Zulip Chat Archive
Stream: new members
Topic: Coding style – splitting long proofs
Martin Dvořák (Aug 17 2022 at 22:48):
Soft question (coding style):
Do you split long proofs into several lemmata just because the proof is too long? Even if they aren't logically independent pieces by using only a small subset of the propositions that are present inside the proof?
Jireh Loreaux (Aug 18 2022 at 01:13):
For mathlib, I would say "generally not." However, unless the proof is about a deep result, there is often a way to split it up into pieces, even if it means a major rewrite, or using other parts of the library better. That being said, there can always be exceptions to both statements above.
Mario Carneiro (Aug 18 2022 at 01:24):
One reason to split up a large proof is if it improves compile times
Mario Carneiro (Aug 18 2022 at 01:25):
lemmas are processed in parallel, and additionally a long proof can involve a large local context which makes all other tactics slower
Mario Carneiro (Aug 18 2022 at 01:26):
it's also just easier to work with when you are writing the proof since the response time is smaller
Mario Carneiro (Aug 18 2022 at 01:28):
that last reason is probably the most direct reason to split a long proof, it just gets too annoying to write otherwise
Martin Dvořák (Aug 18 2022 at 18:55):
I think I made a mistake that I was taking only the logical structure into account but not the length of the respective parts. I made a few levels of decomposition, after which I basically stopped breaking things apart. As a result, I have a proof that consists of 36 lemmata; many of them are under 10 lines, but some of them are longer, and one of them is a monstrous lemma with a proof of 1100 lines.
The response time cries in Lean was really annoying.
Jireh Loreaux (Aug 18 2022 at 19:05):
A proof of 1100 lines is certainly a good enough reason to split it. Are you sure that lemma can't be deconstructed further? It seems very surprising to me. We have a few long proofs in mathlib, but I'm not sure I know of any that are over say, 200 lines [other community members please insert links to counterexamples here].
Mario Carneiro (Aug 18 2022 at 19:07):
I think there are counterexamples, but I generally associate ultra-long proofs with folks who haven't quite learned the coding style yet
Mario Carneiro (Aug 18 2022 at 19:08):
It would be nice if someone could do some statistics on mathlib proof length distribution and outliers
Mario Carneiro (Aug 18 2022 at 19:11):
unfortunately environment.decl_pos
only has the start position and not the end
Martin Dvořák (Aug 18 2022 at 19:13):
Jireh Loreaux said:
A proof of 1100 lines is certainly a good enough reason to split it. Are you sure that lemma can't be deconstructed further? It seems very surprising to me. We have a few long proofs in mathlib, but I'm not sure I know of any that are over say, 200 lines [other community members please insert links to counterexamples here].

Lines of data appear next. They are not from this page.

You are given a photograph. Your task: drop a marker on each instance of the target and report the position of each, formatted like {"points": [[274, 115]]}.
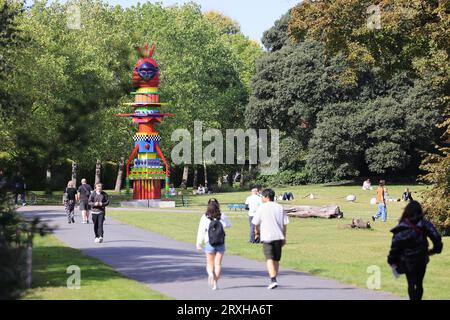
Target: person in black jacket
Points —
{"points": [[98, 201], [409, 252]]}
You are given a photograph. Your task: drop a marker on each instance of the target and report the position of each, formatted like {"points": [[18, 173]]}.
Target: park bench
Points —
{"points": [[180, 200]]}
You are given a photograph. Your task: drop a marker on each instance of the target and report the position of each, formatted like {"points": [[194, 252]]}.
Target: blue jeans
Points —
{"points": [[251, 230], [382, 212]]}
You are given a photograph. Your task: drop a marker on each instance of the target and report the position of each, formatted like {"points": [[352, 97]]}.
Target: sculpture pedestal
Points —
{"points": [[151, 203]]}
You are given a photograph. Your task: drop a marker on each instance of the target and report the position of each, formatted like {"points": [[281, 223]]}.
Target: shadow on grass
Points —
{"points": [[50, 265]]}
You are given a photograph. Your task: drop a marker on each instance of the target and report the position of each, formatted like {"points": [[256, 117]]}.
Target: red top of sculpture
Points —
{"points": [[146, 70]]}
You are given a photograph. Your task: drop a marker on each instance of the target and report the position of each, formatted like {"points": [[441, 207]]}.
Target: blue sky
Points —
{"points": [[254, 16]]}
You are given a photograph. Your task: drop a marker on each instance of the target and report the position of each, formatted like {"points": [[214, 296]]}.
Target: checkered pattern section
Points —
{"points": [[146, 137]]}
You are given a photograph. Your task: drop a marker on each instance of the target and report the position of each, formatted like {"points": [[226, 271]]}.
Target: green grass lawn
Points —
{"points": [[319, 246], [98, 280]]}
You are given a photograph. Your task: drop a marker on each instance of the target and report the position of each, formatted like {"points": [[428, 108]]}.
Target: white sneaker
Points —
{"points": [[211, 280], [273, 285]]}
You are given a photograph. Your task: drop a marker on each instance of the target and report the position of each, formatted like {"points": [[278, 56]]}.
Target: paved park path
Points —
{"points": [[176, 269]]}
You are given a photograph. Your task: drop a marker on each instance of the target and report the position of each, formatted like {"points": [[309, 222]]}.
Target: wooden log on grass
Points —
{"points": [[327, 212]]}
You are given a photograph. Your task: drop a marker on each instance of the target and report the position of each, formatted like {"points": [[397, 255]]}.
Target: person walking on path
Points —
{"points": [[271, 224], [98, 201], [211, 232], [69, 201], [381, 200], [84, 192], [19, 189], [409, 252], [252, 204]]}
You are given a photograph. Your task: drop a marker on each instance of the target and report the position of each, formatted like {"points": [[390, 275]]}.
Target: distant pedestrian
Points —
{"points": [[98, 201], [84, 192], [409, 252], [211, 232], [201, 190], [69, 199], [271, 223], [288, 196], [407, 196], [367, 185], [381, 198], [252, 204], [19, 188]]}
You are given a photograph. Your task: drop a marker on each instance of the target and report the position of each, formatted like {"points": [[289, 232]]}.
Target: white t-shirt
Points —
{"points": [[203, 226], [253, 201], [272, 219]]}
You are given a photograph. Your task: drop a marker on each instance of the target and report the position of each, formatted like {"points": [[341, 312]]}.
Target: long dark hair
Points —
{"points": [[213, 211], [413, 211]]}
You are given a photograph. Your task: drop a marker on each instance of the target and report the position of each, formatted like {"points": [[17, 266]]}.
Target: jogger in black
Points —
{"points": [[415, 282], [409, 252], [98, 201], [69, 201]]}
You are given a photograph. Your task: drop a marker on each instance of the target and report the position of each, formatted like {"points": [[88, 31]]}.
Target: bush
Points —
{"points": [[283, 178], [16, 235]]}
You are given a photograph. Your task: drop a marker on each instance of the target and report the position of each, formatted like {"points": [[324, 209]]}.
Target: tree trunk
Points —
{"points": [[185, 174], [98, 167], [195, 182], [206, 173], [48, 181], [29, 261], [119, 175], [74, 173]]}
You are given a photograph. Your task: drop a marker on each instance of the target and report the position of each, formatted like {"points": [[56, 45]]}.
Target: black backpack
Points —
{"points": [[216, 233]]}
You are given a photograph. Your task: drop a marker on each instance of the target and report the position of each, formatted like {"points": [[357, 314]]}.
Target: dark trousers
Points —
{"points": [[98, 219], [415, 282], [251, 230]]}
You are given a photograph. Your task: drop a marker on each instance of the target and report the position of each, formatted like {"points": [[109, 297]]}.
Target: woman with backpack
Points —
{"points": [[211, 232], [409, 252]]}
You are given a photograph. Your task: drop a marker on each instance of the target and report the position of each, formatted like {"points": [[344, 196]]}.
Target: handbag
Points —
{"points": [[65, 196]]}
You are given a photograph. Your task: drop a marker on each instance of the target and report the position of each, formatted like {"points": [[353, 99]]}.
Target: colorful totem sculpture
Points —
{"points": [[147, 159]]}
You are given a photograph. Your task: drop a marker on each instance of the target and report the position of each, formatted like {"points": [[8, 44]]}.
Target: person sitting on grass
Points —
{"points": [[367, 185], [201, 190]]}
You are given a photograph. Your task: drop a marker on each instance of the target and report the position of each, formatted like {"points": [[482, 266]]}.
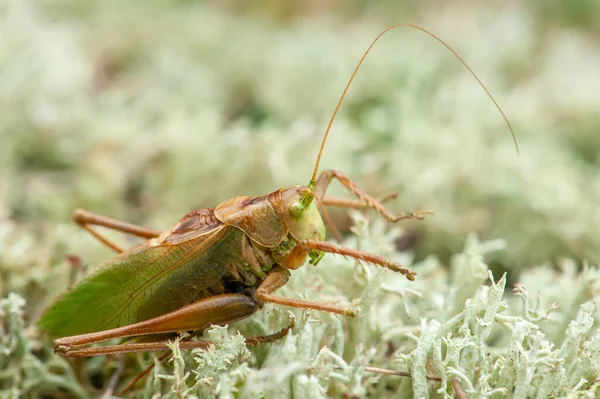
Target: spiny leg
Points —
{"points": [[354, 203], [86, 219], [277, 278], [219, 310], [326, 177], [364, 256]]}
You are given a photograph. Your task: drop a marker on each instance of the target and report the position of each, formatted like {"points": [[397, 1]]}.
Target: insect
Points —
{"points": [[215, 266]]}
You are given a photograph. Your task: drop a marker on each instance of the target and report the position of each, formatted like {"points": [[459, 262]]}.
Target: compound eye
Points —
{"points": [[296, 209]]}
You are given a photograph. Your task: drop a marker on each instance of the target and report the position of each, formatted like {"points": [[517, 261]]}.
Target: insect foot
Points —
{"points": [[419, 215]]}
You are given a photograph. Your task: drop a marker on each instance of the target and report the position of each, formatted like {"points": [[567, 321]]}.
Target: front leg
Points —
{"points": [[326, 177], [277, 278]]}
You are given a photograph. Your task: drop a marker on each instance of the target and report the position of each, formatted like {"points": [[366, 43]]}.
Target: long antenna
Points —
{"points": [[337, 107]]}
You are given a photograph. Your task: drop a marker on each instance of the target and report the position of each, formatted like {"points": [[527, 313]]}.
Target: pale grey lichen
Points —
{"points": [[136, 110]]}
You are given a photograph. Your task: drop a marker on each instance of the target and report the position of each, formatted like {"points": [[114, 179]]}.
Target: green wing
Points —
{"points": [[147, 281]]}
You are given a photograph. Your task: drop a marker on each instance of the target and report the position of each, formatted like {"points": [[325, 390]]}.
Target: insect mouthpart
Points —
{"points": [[296, 209], [307, 196]]}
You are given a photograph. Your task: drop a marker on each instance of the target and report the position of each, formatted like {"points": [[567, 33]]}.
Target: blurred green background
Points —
{"points": [[145, 110]]}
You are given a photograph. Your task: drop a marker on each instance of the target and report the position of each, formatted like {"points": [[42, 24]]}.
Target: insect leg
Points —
{"points": [[219, 309], [353, 203], [277, 278], [370, 202], [356, 254], [86, 219], [162, 346]]}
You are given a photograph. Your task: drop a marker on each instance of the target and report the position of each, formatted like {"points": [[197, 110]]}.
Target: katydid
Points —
{"points": [[215, 266]]}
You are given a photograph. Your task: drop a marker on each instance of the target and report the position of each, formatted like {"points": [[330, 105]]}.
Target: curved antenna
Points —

It can be. I just made a mistake that I stopped after a few levels of decomposition.
Martin Dvořák (Aug 18 2022 at 19:14):
After which I was splitting things only if they were using only a small subset of propositions in the place where they were used.
Martin Dvořák (Aug 18 2022 at 19:14):
Mario Carneiro said:
(...) folks who haven't quite learned the coding style yet
Yep, this is me!
Jireh Loreaux (Aug 18 2022 at 19:18):
@Mario Carneiro As a first approximation, you could just subtract successive environment.decl_pos
values. It wouldn't be accurate because of variable declarations, section headings, but I think only really long docstrings would feed into the outliers, and these might be small enough in number to discard manually.
Mario Carneiro (Aug 18 2022 at 19:19):
I just wrote a fix for lean so that the .ast.json stores command ends correctly, so if we update lean and run it on mathlib we can get accurate data here
Mario Carneiro (Aug 18 2022 at 19:23):
Last updated: Dec 20 2023 at 11:08 UTC